EU-Länder besiegeln Frauenquote in Aufsichtsräten
In den EU-Ländern wird es ab 2026 eine Frauenquote für Aufsichtsräte geben. Darauf haben sich die Staaten jetzt nach jahrelangem Streit geeinigt. Nun müssen die Mitgliedstaaten die Richtlinie in nationales Recht umsetzen.

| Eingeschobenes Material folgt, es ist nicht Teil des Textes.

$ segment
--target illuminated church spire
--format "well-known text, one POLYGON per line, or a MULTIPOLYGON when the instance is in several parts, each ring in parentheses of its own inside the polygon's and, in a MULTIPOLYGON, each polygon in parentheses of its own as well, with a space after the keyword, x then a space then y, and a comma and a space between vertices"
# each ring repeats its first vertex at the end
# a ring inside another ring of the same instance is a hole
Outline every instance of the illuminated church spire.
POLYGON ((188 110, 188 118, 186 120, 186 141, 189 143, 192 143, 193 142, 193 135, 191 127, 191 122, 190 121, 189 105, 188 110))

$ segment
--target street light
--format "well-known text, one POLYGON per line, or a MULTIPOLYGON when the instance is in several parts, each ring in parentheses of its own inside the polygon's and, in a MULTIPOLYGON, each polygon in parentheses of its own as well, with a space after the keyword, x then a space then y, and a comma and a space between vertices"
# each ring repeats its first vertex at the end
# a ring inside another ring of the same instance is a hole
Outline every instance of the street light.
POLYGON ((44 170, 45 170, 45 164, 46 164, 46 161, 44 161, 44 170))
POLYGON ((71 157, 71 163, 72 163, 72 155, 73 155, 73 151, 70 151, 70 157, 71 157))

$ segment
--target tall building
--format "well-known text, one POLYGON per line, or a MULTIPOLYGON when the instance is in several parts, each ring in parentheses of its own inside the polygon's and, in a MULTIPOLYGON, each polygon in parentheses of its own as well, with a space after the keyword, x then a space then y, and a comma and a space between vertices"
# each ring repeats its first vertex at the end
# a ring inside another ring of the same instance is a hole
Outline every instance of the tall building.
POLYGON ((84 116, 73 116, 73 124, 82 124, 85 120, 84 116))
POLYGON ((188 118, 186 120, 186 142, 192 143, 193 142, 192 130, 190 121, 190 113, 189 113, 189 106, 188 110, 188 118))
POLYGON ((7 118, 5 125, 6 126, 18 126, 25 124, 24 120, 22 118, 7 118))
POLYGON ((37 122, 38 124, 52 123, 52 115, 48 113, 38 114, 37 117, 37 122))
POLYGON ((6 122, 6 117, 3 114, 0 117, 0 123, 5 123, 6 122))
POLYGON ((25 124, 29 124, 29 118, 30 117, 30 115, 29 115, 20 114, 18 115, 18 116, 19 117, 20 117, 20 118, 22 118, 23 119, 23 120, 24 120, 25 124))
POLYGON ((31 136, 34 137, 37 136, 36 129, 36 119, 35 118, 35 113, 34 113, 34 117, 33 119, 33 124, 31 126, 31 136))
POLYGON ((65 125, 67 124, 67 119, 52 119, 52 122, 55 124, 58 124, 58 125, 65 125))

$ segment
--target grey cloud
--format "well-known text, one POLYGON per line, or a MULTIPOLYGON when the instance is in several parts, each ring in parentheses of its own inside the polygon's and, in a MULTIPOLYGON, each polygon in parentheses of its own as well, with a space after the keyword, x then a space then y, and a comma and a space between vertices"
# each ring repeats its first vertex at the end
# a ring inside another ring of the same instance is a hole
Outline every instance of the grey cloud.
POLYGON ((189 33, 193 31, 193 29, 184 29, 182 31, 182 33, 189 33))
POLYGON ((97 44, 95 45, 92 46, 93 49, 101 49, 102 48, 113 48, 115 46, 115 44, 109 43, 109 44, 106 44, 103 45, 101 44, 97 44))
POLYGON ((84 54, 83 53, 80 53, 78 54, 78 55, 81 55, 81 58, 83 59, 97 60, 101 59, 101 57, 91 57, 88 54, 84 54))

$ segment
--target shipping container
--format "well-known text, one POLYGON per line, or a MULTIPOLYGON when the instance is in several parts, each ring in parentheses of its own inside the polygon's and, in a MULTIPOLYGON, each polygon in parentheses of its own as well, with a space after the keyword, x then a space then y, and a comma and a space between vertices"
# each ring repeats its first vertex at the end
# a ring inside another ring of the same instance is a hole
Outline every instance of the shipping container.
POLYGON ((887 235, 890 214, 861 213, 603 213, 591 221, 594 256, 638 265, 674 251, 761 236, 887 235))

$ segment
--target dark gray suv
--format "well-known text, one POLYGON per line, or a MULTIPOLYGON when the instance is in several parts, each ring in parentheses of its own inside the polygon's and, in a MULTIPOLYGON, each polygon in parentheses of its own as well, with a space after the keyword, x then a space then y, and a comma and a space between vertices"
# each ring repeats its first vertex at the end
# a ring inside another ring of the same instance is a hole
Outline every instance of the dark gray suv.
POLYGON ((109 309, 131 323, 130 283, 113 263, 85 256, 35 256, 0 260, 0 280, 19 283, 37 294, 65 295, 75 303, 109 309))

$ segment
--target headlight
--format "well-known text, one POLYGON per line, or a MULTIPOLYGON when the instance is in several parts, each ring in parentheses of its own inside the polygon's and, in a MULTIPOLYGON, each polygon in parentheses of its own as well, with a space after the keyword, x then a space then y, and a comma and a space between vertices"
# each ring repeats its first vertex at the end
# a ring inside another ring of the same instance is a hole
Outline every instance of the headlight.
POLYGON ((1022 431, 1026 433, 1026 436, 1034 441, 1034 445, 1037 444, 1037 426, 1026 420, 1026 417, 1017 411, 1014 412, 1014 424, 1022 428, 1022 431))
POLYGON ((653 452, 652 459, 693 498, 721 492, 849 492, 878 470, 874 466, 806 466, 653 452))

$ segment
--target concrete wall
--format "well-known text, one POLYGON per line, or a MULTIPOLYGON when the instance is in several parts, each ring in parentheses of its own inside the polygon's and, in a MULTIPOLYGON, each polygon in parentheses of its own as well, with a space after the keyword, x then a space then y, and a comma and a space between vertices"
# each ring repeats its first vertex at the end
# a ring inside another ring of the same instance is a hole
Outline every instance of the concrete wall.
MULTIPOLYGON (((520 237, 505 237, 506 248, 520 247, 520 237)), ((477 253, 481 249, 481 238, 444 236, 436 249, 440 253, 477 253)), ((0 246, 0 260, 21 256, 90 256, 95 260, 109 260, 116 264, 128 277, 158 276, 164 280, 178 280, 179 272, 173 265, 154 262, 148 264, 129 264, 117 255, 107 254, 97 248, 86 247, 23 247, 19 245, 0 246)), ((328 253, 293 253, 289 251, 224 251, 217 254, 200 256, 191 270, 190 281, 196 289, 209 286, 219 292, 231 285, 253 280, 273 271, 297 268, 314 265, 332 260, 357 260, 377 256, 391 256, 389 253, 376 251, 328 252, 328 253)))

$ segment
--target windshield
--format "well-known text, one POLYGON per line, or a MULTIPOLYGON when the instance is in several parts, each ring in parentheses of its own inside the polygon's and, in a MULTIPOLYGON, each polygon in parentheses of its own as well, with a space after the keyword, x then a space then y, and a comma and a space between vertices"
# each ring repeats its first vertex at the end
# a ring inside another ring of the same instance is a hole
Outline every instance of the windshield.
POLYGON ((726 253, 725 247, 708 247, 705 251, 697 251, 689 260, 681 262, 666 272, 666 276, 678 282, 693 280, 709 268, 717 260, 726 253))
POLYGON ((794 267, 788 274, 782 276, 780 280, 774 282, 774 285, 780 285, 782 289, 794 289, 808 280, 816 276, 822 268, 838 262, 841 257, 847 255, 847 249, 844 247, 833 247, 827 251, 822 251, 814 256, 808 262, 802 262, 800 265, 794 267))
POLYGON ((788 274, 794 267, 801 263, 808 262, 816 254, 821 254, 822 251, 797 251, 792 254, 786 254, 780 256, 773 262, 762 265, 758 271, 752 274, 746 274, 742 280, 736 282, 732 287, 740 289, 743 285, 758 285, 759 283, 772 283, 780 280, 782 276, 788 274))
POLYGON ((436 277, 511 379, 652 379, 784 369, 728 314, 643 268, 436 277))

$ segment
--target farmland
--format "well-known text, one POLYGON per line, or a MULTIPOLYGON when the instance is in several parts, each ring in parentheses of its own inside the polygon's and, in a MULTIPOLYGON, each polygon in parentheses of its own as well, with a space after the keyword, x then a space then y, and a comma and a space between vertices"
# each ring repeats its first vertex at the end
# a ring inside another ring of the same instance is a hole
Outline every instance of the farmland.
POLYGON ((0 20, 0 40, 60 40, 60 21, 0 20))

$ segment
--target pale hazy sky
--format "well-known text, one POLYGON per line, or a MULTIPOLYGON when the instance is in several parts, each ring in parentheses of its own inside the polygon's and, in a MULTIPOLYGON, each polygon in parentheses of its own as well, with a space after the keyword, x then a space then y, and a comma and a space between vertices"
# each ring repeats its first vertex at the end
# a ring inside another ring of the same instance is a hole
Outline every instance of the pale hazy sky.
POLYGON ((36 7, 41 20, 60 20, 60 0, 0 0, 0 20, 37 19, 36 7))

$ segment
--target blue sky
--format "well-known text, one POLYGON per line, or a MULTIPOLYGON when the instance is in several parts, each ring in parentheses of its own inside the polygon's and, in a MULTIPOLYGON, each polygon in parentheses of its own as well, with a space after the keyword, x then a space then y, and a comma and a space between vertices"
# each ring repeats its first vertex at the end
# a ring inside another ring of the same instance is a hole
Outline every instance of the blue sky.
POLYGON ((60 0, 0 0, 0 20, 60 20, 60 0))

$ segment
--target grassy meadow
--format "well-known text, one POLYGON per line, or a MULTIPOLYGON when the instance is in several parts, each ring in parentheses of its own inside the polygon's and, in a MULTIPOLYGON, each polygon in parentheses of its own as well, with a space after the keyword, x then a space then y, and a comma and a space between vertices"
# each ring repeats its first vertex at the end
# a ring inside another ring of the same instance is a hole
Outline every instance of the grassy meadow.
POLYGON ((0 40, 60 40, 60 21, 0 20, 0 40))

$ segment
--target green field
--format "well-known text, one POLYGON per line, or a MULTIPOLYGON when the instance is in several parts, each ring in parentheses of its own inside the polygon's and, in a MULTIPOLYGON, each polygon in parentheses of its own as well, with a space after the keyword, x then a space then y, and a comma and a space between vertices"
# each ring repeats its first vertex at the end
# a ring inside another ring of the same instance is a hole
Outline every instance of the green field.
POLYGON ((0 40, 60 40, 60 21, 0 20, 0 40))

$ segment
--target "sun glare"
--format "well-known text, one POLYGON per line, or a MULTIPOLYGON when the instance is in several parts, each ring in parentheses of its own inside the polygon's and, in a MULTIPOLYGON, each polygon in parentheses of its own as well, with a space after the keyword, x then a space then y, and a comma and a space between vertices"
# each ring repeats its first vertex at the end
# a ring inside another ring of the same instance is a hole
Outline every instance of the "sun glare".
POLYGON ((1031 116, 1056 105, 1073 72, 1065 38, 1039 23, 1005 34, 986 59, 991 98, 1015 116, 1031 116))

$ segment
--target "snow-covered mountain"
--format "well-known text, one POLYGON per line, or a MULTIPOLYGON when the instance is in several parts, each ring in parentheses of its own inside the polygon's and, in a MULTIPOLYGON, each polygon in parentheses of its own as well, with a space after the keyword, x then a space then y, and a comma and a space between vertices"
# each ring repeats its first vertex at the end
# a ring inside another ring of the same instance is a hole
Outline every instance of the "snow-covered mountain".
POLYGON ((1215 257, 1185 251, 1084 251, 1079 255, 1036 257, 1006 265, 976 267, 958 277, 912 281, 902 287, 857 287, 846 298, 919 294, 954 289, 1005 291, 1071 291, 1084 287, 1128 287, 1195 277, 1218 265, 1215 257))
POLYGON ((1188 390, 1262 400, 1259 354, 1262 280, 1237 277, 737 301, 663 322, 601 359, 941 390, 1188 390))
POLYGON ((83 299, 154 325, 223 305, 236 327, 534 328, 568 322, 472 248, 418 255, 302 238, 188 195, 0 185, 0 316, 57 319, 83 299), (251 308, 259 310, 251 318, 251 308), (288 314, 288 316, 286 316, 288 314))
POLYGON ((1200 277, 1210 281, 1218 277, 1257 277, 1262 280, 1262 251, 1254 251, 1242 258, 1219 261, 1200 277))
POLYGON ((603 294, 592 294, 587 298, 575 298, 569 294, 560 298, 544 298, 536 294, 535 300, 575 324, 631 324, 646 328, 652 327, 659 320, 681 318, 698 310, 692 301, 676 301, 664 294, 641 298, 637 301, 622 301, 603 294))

Die EU-Staaten haben einer Regelung zugestimmt, die für mehr Frauen an der Spitze börsennotierter Unternehmen in der Europäischen Union sorgen soll. Damit bestätigten sie einen Kompromiss, den Unterhändler der EU-Staaten und des Europaparlaments zuletzt nach jahrelanger Blockade erzielt hatten. Die Staaten sollen ab 2026 zwischen zwei Modellen wählen können. Entweder sollen bis dahin mindestens 40 % der Mitglieder von Aufsichtsräten Frauen sein, wie aus einer Mitteilung der tschechischen EU-Ratspräsidentschaft hervorgeht. Oder: „Wenn Mitgliedstaaten sich dafür entscheiden, die neuen Vorschriften sowohl auf geschäftsführende als auch auf nicht geschäftsführende Direktoren anzuwenden, würde das Ziel 33 % aller Direktorenpositionen bis 2026 betragen.“ Die Unternehmen sind gemäß der neuen Richtlinie verpflichtet, einmal im Jahr das Geschlechterverhältnis in ihren Leitungsorganen offenzulegen. Zusätzlich müssten sie zeigen, welche Maßnahmen sie ergreifen, um die Ziele zu erreichen. Maßgeblich für die Einigung auf EU-Ebene war auch der Regierungswechsel in Deutschland. Unter Ex-Bundeskanzlerin Angela Merkel (CDU) stand Deutschland einer Einigung noch im Weg. Die EU-Kommission hatte die neuen Regeln bereits vor rund zehn Jahren vorgeschlagen.
Viele Unternehmen sehen keine Notwendigkeit für höheren Frauenanteil
Die Quotierung gilt auch für Männer, wenn in einem Gremium Frauen dominieren
Säßen in einem entsprechenden Gremium deutlich mehr Frauen als Männer, profitierten auch Männer von der Regelung. Formell muss auch das Europaparlament der Einigung noch einmal zustimmen, was als Formalie gilt. In Deutschland lag der Frauenanteil in den Führungsgremien der 160 Firmen der Dax-Familie sowie weiterer 23 im regulierten Markt notierter, paritätisch mitbestimmter Unternehmen Ende April bei 14,7 %, wie aus dem Women-on-Board-Index (WoB/Frauen-im-Vorstand) der Organisation „Frauen in die Aufsichtsräte“ (Fidar) hervorgeht. In Aufsichtsräten lag der Wert bei 33,5 %. Ein seit 2015 geltendes Gesetz in Deutschland schreibt eine Quote von 30 % für die rund 100 größten börsennotierten und mitbestimmungspflichtigen Unternehmen vor. Die Bundesregierung kann sich nach eigenen Angaben dabei auf eine Ausnahmeregel für Länder berufen, in denen bereits „ebenso wirksame Maßnahmen“ ergriffen wurden. In Deutschland hatte sich zuletzt die Große Koalition Ende 2020 auf eine Frauenquote geeinigt. Große deutsche Unternehmen müssen ihre Aufsichtsräte demnach in der Regel mit mindestens 30 % Frauen besetzen.